Franz and Alma Werfel: Letter to Albine Werfel (23 July 1940)

Letter: Franz and Alma Werfel to Albine Werfel
Handwritten letter from Franz and Alma Werfel to Werfel's mother, Albine Werfel, probably from Lourdes, 23 July 1940
Deutsches Exilarchiv 1933-1945 der Deutschen Nationalbibliothek, EB autograph 335, © Marina Mahler

Franz and Alma Werfel: Letter to Albine Werfel (23 July 1940)

“Please write only my second name”

Letters Franz Werfel and his wife Alma Mahler-Werfel sent to Werfel's parents accompany their road into exile in the years 1938 to 1942 without mentioning the hardships, hunger and constant fear. Instead, in this letter from 23 July 1940, the lines bespeak the intimacy within the family: “It is still impossible to know anything, to foresee anything. We send you both thousands of hugs. Yours truly, Franz”. (ed. trans.)

In her first marriage, Alma Mahler-Werfel had been married to the composer and opera director Gustav Mahler. With this letter to her mother-in-law, she now asks her not to include his name. Mahler, like Werfel himself, had been a Jew who converted to Catholicism. This request was presumably related to the ceasefire between Germany and France of 22 June 1940. Since then, the French postal service was subject to the German occupying authority and thus every letter liable to be censored. German-speaking emigrants had long since ceased being safe in France and were interned or deported as enemy foreigners.
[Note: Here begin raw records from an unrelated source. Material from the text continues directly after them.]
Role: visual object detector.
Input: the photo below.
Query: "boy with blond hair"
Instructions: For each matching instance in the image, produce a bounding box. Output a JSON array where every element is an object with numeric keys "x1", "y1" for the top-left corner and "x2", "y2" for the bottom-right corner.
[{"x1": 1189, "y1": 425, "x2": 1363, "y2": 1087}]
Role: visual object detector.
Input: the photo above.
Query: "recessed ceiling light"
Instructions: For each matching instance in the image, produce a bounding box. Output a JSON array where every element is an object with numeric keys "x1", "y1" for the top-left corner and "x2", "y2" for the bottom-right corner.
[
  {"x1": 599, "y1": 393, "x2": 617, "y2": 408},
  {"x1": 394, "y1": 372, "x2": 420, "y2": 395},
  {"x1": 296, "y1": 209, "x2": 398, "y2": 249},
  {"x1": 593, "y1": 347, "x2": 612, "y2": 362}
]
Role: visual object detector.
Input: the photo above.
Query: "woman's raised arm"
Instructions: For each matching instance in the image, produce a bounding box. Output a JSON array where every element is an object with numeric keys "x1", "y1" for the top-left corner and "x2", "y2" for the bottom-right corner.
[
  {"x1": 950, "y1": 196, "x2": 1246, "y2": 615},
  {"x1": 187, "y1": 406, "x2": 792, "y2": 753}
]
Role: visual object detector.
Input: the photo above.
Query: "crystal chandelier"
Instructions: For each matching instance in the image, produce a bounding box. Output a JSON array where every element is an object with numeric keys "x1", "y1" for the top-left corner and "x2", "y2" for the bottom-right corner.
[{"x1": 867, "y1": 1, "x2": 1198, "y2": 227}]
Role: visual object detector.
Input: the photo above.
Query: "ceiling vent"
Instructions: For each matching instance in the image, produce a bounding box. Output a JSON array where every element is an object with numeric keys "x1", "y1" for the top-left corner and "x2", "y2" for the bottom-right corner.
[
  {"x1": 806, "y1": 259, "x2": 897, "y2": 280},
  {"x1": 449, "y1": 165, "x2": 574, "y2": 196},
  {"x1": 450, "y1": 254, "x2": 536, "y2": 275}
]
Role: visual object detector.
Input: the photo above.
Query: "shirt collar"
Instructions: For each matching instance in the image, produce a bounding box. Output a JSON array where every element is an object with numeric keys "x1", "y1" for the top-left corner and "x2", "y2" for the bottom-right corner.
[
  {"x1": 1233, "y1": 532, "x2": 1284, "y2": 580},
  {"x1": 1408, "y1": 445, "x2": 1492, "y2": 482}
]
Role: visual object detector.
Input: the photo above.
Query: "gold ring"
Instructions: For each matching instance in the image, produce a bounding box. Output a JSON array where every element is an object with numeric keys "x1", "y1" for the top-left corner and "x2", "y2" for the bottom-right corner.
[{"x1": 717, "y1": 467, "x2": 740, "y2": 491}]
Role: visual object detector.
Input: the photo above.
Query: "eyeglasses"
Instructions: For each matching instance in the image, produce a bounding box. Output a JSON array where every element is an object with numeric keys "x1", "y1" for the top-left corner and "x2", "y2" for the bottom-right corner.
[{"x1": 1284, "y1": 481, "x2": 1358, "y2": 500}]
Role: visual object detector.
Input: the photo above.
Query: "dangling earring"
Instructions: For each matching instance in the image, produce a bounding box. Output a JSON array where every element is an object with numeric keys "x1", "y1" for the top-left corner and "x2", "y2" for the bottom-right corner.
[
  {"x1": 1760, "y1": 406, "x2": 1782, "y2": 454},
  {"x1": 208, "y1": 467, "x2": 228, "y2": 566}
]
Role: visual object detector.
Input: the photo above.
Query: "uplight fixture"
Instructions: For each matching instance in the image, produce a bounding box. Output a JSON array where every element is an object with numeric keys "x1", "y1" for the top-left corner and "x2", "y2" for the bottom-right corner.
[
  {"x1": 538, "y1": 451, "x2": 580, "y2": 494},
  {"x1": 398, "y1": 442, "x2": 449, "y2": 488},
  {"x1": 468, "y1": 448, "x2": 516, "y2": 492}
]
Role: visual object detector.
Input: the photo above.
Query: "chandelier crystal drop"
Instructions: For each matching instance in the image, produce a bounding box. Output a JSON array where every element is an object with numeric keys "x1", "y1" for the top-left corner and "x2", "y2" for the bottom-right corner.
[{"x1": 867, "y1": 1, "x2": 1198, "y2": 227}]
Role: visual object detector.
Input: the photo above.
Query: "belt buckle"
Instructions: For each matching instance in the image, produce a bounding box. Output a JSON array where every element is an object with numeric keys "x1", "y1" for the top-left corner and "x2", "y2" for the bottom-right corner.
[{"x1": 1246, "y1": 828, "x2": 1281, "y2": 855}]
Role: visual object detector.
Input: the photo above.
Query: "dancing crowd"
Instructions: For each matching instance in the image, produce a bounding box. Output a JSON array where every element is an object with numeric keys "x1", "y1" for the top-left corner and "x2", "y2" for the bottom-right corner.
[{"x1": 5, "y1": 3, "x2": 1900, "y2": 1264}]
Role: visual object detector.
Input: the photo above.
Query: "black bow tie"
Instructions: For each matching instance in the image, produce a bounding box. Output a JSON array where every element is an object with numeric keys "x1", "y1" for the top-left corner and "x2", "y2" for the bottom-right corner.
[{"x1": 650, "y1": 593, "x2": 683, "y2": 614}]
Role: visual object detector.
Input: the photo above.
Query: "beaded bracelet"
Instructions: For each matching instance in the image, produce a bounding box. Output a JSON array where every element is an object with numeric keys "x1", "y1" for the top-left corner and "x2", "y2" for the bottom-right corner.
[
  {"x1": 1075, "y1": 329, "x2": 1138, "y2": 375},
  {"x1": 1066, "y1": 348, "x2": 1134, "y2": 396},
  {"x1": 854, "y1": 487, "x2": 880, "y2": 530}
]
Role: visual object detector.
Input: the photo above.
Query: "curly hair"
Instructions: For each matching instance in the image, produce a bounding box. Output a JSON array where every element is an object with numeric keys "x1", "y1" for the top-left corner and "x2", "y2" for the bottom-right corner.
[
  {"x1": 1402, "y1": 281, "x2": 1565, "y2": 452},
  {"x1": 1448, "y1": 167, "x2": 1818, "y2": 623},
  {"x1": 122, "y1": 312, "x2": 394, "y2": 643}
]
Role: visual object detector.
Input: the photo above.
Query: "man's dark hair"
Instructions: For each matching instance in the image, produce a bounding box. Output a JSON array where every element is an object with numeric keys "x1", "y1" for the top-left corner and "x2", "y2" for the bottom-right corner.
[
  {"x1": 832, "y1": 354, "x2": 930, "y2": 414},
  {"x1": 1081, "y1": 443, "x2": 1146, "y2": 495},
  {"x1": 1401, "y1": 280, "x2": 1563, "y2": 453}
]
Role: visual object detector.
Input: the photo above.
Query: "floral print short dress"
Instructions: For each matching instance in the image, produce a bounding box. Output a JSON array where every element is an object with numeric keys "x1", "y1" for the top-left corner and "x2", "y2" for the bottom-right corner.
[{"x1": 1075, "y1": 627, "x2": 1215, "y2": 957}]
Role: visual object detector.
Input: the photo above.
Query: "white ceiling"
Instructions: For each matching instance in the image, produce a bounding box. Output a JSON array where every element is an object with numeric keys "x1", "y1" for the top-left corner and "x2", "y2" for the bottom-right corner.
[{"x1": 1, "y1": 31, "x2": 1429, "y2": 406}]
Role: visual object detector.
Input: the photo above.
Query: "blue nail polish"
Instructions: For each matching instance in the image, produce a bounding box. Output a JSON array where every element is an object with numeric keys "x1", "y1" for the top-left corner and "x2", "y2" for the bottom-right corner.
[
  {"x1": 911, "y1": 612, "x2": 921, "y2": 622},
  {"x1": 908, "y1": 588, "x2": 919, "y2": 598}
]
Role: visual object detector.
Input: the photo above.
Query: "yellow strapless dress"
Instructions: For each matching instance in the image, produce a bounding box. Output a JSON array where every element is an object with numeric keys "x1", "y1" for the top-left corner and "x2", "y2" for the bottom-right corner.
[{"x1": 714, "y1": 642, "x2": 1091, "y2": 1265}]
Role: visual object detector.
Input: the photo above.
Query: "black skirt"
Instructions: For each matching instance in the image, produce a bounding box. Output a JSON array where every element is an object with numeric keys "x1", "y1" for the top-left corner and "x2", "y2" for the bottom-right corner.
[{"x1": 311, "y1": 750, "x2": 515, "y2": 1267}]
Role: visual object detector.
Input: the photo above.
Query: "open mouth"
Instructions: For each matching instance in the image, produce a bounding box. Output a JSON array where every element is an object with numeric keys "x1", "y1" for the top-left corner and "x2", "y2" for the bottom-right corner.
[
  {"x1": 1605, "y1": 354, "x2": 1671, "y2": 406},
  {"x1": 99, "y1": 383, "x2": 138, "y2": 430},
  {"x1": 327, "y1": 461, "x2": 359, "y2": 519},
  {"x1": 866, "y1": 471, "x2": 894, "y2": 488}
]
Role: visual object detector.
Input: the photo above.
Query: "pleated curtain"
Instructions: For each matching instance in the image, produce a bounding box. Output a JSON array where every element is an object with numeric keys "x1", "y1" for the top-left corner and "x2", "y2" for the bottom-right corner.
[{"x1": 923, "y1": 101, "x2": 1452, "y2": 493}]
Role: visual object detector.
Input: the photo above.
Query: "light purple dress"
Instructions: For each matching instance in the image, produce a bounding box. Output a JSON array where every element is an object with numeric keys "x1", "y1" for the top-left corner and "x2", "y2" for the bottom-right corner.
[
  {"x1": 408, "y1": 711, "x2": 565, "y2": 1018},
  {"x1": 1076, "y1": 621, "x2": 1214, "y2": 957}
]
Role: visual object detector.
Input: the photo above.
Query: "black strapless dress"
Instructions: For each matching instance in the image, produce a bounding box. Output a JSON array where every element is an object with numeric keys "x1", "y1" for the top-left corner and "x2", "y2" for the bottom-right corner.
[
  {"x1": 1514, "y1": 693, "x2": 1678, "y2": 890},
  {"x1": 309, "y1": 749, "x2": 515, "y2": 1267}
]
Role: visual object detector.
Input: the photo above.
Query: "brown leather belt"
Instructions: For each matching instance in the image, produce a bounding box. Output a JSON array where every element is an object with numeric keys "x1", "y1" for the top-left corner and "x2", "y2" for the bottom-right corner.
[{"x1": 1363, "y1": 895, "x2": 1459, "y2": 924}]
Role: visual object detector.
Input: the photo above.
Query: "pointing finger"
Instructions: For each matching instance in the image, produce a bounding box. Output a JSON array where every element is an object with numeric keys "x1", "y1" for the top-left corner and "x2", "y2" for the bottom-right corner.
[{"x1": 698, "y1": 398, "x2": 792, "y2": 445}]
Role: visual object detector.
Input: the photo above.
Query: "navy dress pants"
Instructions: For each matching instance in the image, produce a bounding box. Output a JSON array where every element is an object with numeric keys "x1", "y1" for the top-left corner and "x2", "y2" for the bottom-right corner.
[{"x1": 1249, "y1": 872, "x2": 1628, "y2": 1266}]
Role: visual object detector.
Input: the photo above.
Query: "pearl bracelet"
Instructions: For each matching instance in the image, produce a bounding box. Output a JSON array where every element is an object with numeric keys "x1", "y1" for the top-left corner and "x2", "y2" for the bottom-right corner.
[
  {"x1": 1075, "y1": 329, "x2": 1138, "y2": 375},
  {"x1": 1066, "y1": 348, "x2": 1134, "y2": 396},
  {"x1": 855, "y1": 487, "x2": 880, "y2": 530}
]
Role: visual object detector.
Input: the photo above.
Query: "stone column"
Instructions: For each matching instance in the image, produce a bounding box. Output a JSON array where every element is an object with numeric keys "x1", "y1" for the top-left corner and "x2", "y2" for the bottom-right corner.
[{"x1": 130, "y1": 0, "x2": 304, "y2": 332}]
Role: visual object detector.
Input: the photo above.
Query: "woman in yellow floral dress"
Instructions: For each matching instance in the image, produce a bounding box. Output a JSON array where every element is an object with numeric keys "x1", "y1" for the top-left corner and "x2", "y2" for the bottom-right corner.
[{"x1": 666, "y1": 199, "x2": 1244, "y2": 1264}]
Franz and Alma Werfel, who since 1938 had lived primarily in Sanary-Sur-Mer, planned their emigration to the US from May 1940. On their way through southern France, they found refuge in Lourdes. With a Sauf-Conduit (safe conduct pass) to Marseille, from there they succeeded in reaching Cerbère and eventually Spain after an arduous journey over the Pyrenees, then continued on to Portugal before sailing to the US in autumn 1940.